[ltt-dev] [UST PATCH] remove duplicate return
David Goulet
david.goulet at polymtl.ca
Thu Sep 9 13:05:48 EDT 2010
On 10-09-09 12:38 PM, Mathieu Desnoyers wrote:
> * Pierre-Marc Fournier (pierre-marc.fournier at polymtl.ca) wrote:
>> On 09/07/2010 11:43 AM, Mathieu Desnoyers wrote:
>>> * Pierre-Marc Fournier (pierre-marc.fournier at polymtl.ca) wrote:
>>>> On 09/06/2010 11:29 AM, Mathieu Desnoyers wrote:
>>>>> * Mathieu Desnoyers (compudj at krystal.dyndns.org) wrote:
>>>>>> * Pierre-Marc Fournier (pierre-marc.fournier at polymtl.ca) wrote:
>>>>>>> I disagree with you Mathieu. These retvals are the same as i/o
>>>>>>> syscalls (read/write/send/recv/...)and therefore should in my opinion
>>>>>>> remain as is.
>>>>>>
>>>>>> Well, this function is not technically the same as i/o syscalls at all.

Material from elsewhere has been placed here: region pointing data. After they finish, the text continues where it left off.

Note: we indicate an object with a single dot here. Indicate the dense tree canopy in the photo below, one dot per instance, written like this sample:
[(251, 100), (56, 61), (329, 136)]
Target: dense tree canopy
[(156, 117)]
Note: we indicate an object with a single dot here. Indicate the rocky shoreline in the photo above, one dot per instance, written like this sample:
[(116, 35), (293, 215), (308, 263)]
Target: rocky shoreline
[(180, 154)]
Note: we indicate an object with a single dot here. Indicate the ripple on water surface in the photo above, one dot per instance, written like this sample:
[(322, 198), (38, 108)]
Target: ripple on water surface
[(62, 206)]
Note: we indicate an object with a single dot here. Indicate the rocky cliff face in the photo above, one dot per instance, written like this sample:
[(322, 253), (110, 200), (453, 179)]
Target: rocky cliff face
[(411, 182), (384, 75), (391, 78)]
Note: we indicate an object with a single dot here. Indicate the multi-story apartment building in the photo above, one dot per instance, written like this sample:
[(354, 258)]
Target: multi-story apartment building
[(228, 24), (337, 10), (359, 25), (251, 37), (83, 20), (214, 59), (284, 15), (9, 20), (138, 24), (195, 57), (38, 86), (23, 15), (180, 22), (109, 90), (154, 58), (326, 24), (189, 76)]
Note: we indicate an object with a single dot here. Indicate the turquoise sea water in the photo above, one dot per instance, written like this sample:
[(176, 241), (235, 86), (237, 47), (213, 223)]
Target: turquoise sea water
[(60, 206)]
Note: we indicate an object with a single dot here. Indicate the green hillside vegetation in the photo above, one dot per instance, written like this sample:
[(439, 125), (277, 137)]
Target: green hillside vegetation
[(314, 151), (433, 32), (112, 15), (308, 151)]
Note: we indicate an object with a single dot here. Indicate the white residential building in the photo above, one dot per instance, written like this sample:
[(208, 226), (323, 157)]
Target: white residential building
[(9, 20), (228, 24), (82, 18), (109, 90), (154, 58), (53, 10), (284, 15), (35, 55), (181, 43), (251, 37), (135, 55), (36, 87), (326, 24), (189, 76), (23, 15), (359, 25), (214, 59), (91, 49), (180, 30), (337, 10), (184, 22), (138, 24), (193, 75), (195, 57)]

>>>>>> It uses I/O syscalls, but it is not an I/O syscall per se, so the return
>>>>>> value transformation to a more standard pattern (neg err val, 0 ok)
>>>>>> should happen right in this function rather than to let all callers
>>>>>> handle this. I/O syscalls use positive return values to indicate the
>>>>>> number of bytes read/written/etc. Here, this function arbitrarily choose
>>>>>> 1 to indicate that "something has been sent" without caring about the
>>>>>> amount of data moved at all.
>>>>>>
>>>>>> So as it doesn't need the whole positive range to spell out the amount
>>>>>> of data moved, it doesn't need to do the same special-cases that the I/O
>>>>>> syscalls are doing. It adds a lot of error values management oddness
>>>>>> without adding anything.
>>>>>>
>>>>>> So even though I agree with you that this function is close to the I/O
>>>>>> system calls because it calls it, it is very far from the I/O syscalls
>>>>>> semantically (we don't care about the number of bytes written), and even
>>>>>> though we might be tempted to use the same error values as system calls
>>>>>> for them, the fact that we just don't care about the number of bytes
>>>>>> written combined with the fact that standardizing error value across the
>>>>>> code makes it much easier to follow and to write just call for this
>>>>>> change.
>>>>>
>>>>> By the way, looking at include/share.h:patient_write(), in the case
>>>>> where write returns 0, I think we should consider this as a success and
>>>>> loop again to retry write rather than consider that an error occurred.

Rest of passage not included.